The Beatles took America by storm in 1964 – but it was the beginning of the end
It’s like the light came on, after total darkness,” is how author Joe Queenan remembers the arrival of Beatlemania in America at the dawn of 1964. He’s not alone in citing the coming of the Fab Four as the true beginning of the 1960s, of the modern era, of a transformative period driven in no small part by the music, words and actions of four young lads from Liverpool. But if you were a teenager in America when “I Want to Hold Your Hand” arrived on Boxing Day 1963, then it’s personal. And if you caught any of the concerts on their first US tour in February 1964, or watched their performances on TV’s The Ed Sullivan Show, or stood outside Manhattan’s Plaza Hotel hoping for an autograph, it’s likely you’ve never forgotten their impact.
That first US tour and the special relationship between The Beatles and America are explored in depth by the new documentary Beatles ’64. “The trip was a dream come true for [them],” says the movie’s producer, Margaret Bodde. “They’d always loved American music, and now they were coming to the home of everything they’d dreamed about.”
But America was going through some issues.

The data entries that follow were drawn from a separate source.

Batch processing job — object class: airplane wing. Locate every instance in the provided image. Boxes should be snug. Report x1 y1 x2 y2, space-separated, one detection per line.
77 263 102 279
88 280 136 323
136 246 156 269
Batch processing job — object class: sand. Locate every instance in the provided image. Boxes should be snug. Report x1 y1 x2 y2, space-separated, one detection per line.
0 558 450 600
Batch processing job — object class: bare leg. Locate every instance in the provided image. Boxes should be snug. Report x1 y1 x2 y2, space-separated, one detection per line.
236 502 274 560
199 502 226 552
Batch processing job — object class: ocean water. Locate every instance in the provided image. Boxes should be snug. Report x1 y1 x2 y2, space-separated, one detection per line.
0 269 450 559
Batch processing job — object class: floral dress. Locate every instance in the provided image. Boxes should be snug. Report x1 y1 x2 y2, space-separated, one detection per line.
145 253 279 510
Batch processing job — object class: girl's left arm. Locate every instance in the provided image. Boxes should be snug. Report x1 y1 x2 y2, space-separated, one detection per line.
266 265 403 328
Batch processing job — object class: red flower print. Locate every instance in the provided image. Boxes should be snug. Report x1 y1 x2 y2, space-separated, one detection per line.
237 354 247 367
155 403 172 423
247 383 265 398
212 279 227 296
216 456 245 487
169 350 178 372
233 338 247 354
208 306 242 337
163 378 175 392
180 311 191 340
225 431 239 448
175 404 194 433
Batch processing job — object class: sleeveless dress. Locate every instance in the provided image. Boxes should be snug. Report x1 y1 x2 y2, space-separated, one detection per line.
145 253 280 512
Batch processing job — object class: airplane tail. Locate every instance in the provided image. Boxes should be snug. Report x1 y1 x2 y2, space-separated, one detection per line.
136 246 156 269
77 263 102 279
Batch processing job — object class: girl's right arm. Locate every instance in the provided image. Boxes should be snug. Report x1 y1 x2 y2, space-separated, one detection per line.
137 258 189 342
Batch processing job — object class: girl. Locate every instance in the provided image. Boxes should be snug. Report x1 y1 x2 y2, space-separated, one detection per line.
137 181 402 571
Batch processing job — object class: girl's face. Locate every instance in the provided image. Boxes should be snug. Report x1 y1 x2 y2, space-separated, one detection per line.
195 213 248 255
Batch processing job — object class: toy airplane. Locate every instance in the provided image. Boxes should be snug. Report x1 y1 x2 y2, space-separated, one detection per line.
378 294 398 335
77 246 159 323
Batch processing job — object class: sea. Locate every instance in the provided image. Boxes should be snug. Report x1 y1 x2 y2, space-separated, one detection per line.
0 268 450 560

The nation had spent a bleak winter mourning its princelike president John F Kennedy, assassinated in Dallas that November. “JFK represented hope, youth, the future,” says the movie’s director, David Tedeschi. “A gloom had descended upon the US. One interviewee told us his girlfriend locked herself in her room for four days after the assassination.” But just as it seemed like this grief would never abate, “I Want to Hold Your Hand” arrived, topping the charts. “From that gloom,” says Tedeschi, “there was this spark of life and optimism and joy.”
Tedeschi’s movie chronicles this cultural moment through the words of surviving Beatles Paul McCartney and Ringo Starr (and, via archival footage, the late John Lennon and George Harrison) as well as interviews with Beatle heroes such as Smokey Robinson and Ron Isley and the then teenaged Beatlemaniacs like Queenan and Jamie Bernstein (daughter of composer Leonard). Much of the film originates from footage shot during the tour by Albert and David Maysles, later recognised as pioneers of the modernist documentary form via masterpieces like Gimme Shelter and Grey Gardens, but only just beginning their careers when Granada TV commissioned them to film the 1964 documentary What’s Happening! The Beatles in the USA.